On Thu, May 18, 2023 at 5:05 PM Chuck Guzis via cctalk
<[email protected]> wrote:
>
> On 5/18/23 08:48, Tony Duell via cctalk wrote:
>
> > I wish I'd never listened to people who said this was easy and would work 
> > fine.
> >
> > Never again.
> >
>
> I warned you about modern open-source, didn't I?

Indeed you did. I should have listened to you.

> I'm surprised that nobody suggested the Catweasel line.  Probably one of
> the first, if not the first, transition recorder generally available.
> Ranges from the Mark I, which is an ISA device to the Mark 4, which is
> PCI.  Long out of production--I suspect that Jens decided that he had to
> move on.

Problem is that I have no ISA machines with a USB port. And nothing at
all with PCI slots.



>
> Software for that was always open-source, yet nobody seems to remember it.
>
> I suspect that greasweazle appeals because it's cheap.  There's also
> Kyroflux, DeviceSide, FluxEngine...using MCU based designs.

I am not going to try any of them.
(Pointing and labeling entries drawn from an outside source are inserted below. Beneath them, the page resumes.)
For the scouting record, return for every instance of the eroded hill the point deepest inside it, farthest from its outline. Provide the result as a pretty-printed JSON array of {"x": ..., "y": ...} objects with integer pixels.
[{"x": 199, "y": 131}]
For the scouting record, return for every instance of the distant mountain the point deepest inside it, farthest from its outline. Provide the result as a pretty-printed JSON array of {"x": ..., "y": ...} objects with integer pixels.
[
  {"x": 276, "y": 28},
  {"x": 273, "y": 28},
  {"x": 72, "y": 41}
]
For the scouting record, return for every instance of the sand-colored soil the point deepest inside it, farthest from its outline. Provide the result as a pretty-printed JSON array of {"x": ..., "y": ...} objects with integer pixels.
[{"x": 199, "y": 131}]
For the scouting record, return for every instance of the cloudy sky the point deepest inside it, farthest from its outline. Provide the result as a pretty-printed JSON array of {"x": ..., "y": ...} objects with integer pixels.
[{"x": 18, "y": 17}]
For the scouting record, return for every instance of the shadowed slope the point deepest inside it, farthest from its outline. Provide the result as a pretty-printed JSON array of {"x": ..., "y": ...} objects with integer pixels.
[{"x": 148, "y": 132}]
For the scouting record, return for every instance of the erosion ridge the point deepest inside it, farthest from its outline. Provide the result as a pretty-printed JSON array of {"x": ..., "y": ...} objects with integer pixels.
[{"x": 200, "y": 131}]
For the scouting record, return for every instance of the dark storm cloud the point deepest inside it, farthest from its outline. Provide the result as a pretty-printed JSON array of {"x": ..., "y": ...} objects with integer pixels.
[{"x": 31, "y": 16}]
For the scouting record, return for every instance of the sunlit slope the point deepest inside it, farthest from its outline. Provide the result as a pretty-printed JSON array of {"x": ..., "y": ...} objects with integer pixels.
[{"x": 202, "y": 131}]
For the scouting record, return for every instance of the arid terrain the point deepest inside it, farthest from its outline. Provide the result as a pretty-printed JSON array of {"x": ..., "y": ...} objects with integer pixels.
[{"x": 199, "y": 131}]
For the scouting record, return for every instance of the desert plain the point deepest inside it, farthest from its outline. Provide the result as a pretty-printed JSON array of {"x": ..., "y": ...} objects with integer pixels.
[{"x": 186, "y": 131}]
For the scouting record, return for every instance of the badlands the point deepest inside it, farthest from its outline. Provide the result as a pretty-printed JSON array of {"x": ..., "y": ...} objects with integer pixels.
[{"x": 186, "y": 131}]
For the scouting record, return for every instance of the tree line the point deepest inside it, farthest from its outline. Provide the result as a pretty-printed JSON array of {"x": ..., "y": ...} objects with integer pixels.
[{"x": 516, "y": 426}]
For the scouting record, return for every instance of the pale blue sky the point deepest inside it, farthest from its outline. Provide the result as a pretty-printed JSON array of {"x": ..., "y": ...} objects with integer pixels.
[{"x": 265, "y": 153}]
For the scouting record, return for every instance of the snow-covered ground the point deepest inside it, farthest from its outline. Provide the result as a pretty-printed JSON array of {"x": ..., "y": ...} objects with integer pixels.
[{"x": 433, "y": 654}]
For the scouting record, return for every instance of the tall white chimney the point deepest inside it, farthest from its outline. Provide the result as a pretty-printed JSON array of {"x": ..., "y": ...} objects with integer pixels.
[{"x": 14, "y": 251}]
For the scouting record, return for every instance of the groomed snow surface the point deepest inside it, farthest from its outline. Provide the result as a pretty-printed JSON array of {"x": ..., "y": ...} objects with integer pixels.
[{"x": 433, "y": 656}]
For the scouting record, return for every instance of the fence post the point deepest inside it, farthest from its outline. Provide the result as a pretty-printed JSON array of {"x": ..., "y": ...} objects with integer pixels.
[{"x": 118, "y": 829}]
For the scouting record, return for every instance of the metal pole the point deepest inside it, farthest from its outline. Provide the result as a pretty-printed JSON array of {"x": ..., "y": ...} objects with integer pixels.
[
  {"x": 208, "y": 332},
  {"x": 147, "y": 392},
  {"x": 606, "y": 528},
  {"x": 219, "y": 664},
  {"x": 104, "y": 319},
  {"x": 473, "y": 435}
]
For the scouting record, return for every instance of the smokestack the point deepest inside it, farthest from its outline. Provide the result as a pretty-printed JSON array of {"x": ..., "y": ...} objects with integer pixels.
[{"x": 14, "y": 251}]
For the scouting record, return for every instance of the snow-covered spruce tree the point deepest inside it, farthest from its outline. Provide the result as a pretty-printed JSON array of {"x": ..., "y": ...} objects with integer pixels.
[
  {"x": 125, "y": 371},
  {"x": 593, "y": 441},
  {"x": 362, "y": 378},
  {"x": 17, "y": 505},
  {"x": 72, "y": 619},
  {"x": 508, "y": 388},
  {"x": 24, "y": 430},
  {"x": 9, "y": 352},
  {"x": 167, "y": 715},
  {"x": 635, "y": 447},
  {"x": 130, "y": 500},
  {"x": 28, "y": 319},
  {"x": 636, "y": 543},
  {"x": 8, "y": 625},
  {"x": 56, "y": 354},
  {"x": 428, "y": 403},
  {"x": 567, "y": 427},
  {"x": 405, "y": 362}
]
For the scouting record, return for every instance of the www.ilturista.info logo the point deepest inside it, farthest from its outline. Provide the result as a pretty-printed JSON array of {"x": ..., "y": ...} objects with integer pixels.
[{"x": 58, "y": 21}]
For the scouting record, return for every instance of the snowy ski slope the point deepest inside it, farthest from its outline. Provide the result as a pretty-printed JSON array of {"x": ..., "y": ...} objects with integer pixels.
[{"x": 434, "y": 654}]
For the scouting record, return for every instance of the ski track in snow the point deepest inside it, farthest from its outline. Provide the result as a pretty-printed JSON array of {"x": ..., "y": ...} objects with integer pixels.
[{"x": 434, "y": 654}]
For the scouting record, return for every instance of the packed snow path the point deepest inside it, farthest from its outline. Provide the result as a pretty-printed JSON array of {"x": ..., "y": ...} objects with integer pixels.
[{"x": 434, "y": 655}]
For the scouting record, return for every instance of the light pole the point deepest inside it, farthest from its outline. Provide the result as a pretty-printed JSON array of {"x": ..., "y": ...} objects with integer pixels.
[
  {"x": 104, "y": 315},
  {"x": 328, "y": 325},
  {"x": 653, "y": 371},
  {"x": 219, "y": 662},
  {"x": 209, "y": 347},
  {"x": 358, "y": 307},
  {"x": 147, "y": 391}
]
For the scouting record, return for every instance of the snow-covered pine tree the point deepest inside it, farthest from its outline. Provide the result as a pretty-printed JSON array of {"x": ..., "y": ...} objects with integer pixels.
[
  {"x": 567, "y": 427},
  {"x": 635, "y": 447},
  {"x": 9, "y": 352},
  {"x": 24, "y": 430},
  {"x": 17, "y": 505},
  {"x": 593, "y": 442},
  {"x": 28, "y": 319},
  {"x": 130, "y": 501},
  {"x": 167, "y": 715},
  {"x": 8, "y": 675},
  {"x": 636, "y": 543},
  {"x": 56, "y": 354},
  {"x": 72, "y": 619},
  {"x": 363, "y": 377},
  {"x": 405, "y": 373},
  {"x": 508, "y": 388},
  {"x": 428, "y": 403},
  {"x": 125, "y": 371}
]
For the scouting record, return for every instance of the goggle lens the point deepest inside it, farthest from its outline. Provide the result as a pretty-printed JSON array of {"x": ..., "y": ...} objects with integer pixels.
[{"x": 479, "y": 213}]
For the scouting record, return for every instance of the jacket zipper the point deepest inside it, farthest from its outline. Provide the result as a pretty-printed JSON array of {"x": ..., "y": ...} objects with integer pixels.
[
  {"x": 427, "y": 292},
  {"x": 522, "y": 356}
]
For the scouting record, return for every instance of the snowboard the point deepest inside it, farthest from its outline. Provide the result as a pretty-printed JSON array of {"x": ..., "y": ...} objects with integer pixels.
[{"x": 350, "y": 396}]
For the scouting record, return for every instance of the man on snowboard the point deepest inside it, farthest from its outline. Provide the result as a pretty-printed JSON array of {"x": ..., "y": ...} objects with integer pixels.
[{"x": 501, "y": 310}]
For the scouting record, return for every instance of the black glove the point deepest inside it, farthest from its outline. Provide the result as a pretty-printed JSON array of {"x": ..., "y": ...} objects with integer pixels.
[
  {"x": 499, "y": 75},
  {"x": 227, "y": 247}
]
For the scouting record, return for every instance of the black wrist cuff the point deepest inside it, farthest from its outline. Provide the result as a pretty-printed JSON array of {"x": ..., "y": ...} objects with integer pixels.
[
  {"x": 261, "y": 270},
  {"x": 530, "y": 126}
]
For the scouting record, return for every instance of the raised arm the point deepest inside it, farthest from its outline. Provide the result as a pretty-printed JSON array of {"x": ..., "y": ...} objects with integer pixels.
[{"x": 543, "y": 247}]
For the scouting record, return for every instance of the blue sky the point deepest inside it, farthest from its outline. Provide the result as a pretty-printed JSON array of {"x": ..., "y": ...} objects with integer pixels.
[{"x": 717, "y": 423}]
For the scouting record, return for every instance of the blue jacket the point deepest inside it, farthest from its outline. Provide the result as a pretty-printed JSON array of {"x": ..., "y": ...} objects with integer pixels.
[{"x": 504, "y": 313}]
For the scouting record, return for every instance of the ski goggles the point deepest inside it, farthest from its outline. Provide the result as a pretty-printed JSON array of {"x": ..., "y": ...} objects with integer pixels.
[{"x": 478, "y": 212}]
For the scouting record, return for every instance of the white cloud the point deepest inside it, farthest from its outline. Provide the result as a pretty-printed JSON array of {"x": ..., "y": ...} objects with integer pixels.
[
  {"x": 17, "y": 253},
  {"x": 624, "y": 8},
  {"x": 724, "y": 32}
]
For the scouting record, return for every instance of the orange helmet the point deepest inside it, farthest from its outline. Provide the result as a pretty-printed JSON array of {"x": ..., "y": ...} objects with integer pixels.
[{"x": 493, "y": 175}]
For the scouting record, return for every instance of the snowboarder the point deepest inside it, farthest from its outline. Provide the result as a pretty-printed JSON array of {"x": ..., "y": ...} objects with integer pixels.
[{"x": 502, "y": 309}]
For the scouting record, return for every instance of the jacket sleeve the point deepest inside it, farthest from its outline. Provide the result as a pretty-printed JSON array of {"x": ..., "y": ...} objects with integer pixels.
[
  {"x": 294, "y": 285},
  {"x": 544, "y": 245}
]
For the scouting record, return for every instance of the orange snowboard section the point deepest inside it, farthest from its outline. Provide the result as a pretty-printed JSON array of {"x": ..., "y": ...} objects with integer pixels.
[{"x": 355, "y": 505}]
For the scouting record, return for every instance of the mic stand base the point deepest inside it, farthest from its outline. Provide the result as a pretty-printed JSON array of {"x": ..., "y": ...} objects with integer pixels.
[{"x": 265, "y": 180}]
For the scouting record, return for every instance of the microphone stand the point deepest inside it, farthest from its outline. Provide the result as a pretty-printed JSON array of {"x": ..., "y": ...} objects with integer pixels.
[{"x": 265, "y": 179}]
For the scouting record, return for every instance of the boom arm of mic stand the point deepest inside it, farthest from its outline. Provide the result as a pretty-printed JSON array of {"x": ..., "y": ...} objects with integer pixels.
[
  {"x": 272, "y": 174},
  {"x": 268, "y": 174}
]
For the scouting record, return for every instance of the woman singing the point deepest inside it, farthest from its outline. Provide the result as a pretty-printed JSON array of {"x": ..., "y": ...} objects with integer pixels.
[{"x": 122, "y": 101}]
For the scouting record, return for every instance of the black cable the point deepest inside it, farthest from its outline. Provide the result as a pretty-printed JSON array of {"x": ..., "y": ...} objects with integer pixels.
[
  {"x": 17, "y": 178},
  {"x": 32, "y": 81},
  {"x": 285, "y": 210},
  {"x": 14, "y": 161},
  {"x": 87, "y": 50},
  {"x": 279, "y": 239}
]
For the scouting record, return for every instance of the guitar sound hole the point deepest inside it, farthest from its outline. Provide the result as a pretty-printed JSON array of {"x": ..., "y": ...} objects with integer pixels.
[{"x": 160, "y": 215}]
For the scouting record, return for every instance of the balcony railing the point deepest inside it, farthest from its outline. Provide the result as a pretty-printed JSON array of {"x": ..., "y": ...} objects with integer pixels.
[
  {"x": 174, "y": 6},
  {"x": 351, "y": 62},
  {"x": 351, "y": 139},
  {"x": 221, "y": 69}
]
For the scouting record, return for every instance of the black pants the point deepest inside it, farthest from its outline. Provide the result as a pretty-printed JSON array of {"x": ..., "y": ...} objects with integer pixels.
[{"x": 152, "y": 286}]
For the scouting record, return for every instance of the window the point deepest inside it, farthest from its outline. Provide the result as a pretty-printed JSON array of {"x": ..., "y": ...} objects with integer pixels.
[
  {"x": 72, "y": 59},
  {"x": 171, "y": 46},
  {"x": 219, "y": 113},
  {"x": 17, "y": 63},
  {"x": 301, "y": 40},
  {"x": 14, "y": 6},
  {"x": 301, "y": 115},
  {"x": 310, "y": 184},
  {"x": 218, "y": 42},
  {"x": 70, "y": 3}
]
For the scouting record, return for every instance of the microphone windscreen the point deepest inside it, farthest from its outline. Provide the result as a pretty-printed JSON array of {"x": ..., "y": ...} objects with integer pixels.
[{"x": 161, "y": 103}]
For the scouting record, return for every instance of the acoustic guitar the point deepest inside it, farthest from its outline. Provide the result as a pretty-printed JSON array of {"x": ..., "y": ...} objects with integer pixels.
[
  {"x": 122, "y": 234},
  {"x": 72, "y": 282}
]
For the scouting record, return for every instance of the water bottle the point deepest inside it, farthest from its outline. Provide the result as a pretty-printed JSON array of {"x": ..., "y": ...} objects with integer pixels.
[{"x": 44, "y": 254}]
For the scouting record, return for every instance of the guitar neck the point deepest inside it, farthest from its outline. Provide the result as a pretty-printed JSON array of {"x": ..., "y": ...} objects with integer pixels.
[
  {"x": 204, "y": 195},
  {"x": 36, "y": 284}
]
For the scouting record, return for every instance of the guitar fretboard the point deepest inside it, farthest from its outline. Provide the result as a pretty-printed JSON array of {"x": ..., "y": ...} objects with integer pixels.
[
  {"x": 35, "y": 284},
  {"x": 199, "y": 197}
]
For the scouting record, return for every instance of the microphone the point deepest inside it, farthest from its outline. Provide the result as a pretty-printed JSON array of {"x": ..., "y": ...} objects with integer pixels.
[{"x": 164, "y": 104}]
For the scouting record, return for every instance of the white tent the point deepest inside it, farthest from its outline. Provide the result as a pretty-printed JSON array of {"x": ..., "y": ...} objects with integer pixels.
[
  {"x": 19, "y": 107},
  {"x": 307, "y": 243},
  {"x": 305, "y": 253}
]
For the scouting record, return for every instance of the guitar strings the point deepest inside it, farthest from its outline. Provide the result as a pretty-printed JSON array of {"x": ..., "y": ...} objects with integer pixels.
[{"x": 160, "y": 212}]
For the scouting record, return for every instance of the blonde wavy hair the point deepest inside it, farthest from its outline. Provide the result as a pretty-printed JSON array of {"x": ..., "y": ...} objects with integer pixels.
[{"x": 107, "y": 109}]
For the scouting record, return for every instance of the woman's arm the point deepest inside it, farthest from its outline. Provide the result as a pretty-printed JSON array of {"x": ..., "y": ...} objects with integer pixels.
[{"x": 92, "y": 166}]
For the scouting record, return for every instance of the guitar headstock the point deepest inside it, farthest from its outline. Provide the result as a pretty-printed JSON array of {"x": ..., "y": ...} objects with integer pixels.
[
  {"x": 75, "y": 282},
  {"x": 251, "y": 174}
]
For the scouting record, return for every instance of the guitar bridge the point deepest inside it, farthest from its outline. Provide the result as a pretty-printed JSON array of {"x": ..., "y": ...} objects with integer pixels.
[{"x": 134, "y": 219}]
I just hope I can find some way to
restore RS232 communications on this machine. As it is, I can neither
do real work nor hobbies.


>
> The idea's the same.   What I'm a bit surprised about is that there has
> been no emulation of a generic floppy controller offered.  It can't be
> that complex; if I recall correctly the NEC 765 only used 1100 words of
> microcode.

I know the microcode for the DEC RX01 (FM only) which was published in
the printset and the RX02 (FM and M2FM) which was never published but
which I disassembled and commented were not hard to understand.